Between 2011-2017 I led a series of projects - theatre style workshops, development work, film, retreats - exploring masculinity. I’d spent much of the previous 20 years working as a Head of Drama in schools and colleges, so a way into this exploration for me was using theatre, voice and movement as the container and form.

I also led mixed group improv classes 2012-17, and together with the research into masculinity, this work culminated in the production of a piece of theatre 5 out of 10 men which ran at Edinburgh Fringe 2016.

It was 2009. I was burnt out, and broken.

I’d been flying too close to the sun..

Time to come down.

“It might take 10 years Duncan” a colleague at the college I worked at said to me then. Well.. Whatever we wish to call our breakdowns, burn outs, heartbreaks, depressions, spiritual crises etc, this was kick-off.

Looking at the state of me, my colleague perceived that ‘Project Duncan’ might take a period of unravelling and re-organising. Over the next few years my identity as an inhabitant of a male body was one of the pieces that needed some attention..

A Thames Valley lower/middle class, shy white boy, I experienced many of the taboos of a modern, westernised construct of masculinity - hide yourself away when it hurts, be fearful of uncomfortable feelings, don’t show vulnerability, never admit weakness, and at all costs stay on that bus that tells you you’re important and that your life is about you..

I remember at one junction early on in my 40s, I was in a state of oncoming collapse, that I would commit to feeling, and feeling it all.

Can we willingly walk in the wilderness? Perhaps it’s easier to acknowledge if that’s where you find yourself.

A little later, as I came across the mystic poet St John of the Cross, what spoke to me about the ‘dark night of the soul’ was how this ‘night’ is an opportunity to burn away: the deep roots of our woundedness, roots we cannot actively reach and eradicate (Dark nights of the soul btw are not exclusive to being any particular age, and may continue night after night, year after year.. as long as they are needed..!)
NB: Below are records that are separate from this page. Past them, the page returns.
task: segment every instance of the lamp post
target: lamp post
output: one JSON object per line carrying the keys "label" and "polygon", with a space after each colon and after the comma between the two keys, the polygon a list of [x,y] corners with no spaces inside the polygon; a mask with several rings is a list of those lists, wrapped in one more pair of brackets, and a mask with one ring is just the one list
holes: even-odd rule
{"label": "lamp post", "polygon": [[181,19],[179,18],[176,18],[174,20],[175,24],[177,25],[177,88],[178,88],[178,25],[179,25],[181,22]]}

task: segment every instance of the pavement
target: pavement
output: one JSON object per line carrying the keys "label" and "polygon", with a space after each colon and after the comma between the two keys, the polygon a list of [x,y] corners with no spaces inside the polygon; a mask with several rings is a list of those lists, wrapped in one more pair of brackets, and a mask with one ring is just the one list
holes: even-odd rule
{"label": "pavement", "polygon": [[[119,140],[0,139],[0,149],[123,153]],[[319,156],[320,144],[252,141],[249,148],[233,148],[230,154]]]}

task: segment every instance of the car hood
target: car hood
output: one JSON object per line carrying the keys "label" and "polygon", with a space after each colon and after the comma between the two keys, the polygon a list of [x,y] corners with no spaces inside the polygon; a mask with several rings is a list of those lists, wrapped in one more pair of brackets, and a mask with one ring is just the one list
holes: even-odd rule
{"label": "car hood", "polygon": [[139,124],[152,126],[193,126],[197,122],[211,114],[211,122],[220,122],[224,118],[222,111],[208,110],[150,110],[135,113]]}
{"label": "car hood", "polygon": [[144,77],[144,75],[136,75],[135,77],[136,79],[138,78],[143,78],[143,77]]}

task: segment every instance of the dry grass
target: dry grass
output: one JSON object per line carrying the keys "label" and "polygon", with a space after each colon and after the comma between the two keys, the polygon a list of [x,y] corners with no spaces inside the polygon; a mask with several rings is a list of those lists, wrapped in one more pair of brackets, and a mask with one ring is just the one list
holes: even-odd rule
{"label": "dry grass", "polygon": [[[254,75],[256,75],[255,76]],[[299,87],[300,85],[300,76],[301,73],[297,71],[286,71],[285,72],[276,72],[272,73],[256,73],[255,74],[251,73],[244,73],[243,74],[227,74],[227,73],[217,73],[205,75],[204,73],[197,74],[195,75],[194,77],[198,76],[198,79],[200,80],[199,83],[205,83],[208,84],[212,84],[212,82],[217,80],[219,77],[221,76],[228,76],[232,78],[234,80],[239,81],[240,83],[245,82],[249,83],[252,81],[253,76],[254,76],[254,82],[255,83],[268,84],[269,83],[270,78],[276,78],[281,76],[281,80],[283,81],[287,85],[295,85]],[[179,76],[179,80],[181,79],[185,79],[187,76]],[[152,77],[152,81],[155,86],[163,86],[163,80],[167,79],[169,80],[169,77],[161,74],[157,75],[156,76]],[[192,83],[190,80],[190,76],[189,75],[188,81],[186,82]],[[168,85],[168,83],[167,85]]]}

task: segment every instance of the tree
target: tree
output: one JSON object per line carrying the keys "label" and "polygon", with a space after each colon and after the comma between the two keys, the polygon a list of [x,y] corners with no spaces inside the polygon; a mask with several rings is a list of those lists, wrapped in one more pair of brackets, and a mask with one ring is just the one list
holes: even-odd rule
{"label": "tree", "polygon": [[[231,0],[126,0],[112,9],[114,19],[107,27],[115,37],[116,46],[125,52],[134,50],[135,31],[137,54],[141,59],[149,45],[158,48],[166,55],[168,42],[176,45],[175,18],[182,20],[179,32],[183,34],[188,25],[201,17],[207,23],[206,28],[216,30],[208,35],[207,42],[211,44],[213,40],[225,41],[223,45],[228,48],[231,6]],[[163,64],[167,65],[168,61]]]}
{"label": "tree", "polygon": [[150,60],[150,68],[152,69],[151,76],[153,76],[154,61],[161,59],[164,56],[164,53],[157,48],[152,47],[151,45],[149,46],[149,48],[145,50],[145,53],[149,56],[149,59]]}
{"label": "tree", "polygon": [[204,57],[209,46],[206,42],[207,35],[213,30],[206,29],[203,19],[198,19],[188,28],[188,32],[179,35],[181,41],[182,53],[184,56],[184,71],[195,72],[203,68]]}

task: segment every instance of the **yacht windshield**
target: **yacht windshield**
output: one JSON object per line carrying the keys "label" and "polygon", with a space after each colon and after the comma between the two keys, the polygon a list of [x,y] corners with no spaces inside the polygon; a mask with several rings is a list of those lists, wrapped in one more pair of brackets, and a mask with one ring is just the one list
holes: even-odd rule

Everything is spiritual isn’t it? All of this beautiful, mysterious, wonderful bloody mess of things.

Looking back, these innovative, courageous projects were joyful, funny, often powerfully intense experiences; exciting gatherings where groups of men, seekers all, were brave enough to gather and express their vulnerability, their strengths and tenderness; to explore their competitiveness and access their playfulness, for the sake of discovering a little more about what it meant to them, to live inside a male body.

2014 International Men’s Day Film Project. South Bank. We met in the morning at Waterloo - and I gave out the scripts! That was it. Here is a wonderfully atmospheric docu-film of the day, and how it all unravelled.

2013 DEEP DIVING MEN: Where Are We Going? a performance project. We held exploratory R&D workshops for 6 weeks and used movement, contact, original material and poems to create Where Are We Going? We performed the ‘project’ with post-show discussions at The White Bear, The Cockpit and the not sure where else but there was somewhere..!

EDINBURGH 2016 ‘5 OUT OF 10 MEN’ a physical performance exploring the disturbing male suicide rates in the UK. The dynamic show raised awareness about the state of mental health in men under the age of 35, so many of whom are still taking their lives.

2011-12 SHOULDER TO SHOULDER Workshops gathering men to share lived experience and explore different ways to encounter, feel and connect - I often used poetry to stimulate the work.


2015 DEEP DIVING ENSEMBLE: R&Ds at Drama Centre. We began to shape up the body of work. This beautiful men boiught their curiosity and willingness to trust and experiment

2015 ‘Changing Man’ Camps There were 3 gatherings of the Changing Man camps, and I worked with amazing men Matt and Jez in Exmoor and Devon. Again there’s a beautifully intimate docu-film.